Unfortunately, cross-sectional and observational studies could not define a causality link between low VitD levels and the risk of developing autoimmunity as these studies may be susceptible to confounding factors (comorbidities, anthropometric features, sun exposure, season of collection) and reverse causation effects (low VitD levels as a consequence of reduced sun exposure due to health status instead of predisposing factors to disease). Currently, there is insufficient data from randomized clinical trials, to support the protective role of VitD supplementation in decreasing the risk of non-communicable diseases. This is due, at least partially, to debate over the required doses, which may be supraphysiological, and to enrollment biases [51, 52].
Minor comments:
The correct reference for the statement in lines 210-213 is not 82, which is a review paper, but this one: Fournier C, Gepner P, Sadouk M, Charreire J (1990) In vivo benefcial efects of cyclosporin A and 1,25-dihydroxyvitamin D3 on the induction of experimental autoimmune thyroiditis. Clin Immunol Immunopathol 54:53–63
R) We thank the Reviewer. Reference “Fournier C, Gepner P, Sadouk M, Charreire J (1990) In vivo beneficial effects of cyclosporin A and 1,25-dihydroxyvitamin D3 on the induction of experimental autoimmune thyroiditis. Clin Immunol Immunopathol 54:53–63” was added (ref. #72 of the revised version of the manuscript).
Reviewer 3 Report
It is a topical and interesting review.
I suggest addressing the role of the IL-33/ST2 axis and vitamin D in autoimmune diseases and "synthetically" expanding the aspects regarding vitamin D, gender and autoimmunity (lines 84 and 85).
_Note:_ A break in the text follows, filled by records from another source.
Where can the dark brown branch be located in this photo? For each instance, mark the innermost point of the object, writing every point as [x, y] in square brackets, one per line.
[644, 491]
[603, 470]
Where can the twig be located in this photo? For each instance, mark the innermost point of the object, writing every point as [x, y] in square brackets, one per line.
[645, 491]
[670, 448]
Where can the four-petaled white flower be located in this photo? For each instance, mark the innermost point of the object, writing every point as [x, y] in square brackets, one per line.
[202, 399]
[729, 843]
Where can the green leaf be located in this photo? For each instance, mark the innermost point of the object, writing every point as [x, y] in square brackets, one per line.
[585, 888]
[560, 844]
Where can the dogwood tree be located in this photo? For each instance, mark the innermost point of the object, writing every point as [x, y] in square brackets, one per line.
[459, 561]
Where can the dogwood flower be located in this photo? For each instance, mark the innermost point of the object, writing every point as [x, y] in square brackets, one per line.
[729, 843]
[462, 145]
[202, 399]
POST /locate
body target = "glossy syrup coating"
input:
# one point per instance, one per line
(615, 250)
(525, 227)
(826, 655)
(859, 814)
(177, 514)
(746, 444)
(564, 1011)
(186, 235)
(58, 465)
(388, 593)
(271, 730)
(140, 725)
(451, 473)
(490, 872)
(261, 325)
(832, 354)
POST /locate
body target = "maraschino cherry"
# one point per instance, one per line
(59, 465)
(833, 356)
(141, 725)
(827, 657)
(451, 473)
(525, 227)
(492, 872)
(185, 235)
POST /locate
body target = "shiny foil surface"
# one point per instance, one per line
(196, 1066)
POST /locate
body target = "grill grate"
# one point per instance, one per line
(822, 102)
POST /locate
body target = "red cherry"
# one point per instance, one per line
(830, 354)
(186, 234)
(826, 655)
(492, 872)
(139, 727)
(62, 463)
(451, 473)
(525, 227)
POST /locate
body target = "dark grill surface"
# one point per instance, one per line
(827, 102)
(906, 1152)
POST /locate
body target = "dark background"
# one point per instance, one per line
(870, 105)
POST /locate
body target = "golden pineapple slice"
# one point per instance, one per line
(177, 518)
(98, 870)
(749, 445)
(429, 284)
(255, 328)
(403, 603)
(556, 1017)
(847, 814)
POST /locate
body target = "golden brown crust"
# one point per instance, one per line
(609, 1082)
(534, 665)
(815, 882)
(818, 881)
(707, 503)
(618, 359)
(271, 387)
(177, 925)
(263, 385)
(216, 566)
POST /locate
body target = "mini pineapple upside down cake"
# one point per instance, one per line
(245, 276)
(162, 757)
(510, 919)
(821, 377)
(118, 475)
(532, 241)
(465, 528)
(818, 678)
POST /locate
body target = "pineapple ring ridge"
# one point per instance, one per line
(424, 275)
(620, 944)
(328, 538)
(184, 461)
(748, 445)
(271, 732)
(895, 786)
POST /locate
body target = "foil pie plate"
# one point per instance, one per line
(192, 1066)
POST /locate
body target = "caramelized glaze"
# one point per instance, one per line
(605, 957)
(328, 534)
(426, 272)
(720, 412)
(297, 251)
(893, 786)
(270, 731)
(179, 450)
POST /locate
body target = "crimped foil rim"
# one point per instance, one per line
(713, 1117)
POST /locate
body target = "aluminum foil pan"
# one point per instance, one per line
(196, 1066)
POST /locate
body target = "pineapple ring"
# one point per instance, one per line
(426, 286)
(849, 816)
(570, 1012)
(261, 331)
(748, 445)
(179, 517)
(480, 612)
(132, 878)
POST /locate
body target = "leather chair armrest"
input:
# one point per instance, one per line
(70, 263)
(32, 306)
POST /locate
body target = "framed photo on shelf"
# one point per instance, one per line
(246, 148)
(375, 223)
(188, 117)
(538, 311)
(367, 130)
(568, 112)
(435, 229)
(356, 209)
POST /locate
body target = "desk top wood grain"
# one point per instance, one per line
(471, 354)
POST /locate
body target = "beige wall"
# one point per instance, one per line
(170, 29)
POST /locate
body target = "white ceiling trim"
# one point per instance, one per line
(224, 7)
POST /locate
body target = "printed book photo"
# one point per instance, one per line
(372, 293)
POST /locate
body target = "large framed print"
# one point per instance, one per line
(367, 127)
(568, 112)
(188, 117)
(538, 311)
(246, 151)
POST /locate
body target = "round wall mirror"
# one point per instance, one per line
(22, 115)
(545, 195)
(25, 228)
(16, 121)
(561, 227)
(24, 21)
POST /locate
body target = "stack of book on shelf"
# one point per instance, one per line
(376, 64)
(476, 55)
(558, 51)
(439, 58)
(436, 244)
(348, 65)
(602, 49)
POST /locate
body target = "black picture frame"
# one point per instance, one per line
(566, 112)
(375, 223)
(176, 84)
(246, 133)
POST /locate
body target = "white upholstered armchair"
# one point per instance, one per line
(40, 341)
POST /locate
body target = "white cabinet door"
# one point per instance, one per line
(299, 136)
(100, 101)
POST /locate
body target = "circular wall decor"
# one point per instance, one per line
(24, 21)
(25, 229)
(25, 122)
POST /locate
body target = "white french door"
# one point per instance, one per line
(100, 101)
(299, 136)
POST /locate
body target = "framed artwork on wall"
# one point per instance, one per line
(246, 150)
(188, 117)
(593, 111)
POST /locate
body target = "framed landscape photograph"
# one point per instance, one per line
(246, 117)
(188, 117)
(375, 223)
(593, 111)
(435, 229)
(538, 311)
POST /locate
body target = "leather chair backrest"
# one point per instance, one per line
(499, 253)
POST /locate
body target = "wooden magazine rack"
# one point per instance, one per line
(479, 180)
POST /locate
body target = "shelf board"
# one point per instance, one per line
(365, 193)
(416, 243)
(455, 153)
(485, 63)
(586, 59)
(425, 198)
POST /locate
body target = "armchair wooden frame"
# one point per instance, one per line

pay attention to some oversights in the text and to the citation of some references (ex. lines 50, 80,....)
Author Response
We thank Reviewer 3 for her/his suggestion regarding to discuss the role of the IL-33/ST2 axis and vitamin D in autoimmune diseases. We then added a few sentences in the article highlighting the potential role of IL-33 in the autoimmune diseases as well as the role of gender. These sentences can be found highlighted in yellow in the highlighted corrections version. Regarding possible errors in the text and references, we carefully rechecked the whole text and citations and corrected several errors.
Round 2
Reviewer 2 Report
Thank you for answering to all of my comments. I have no further comments.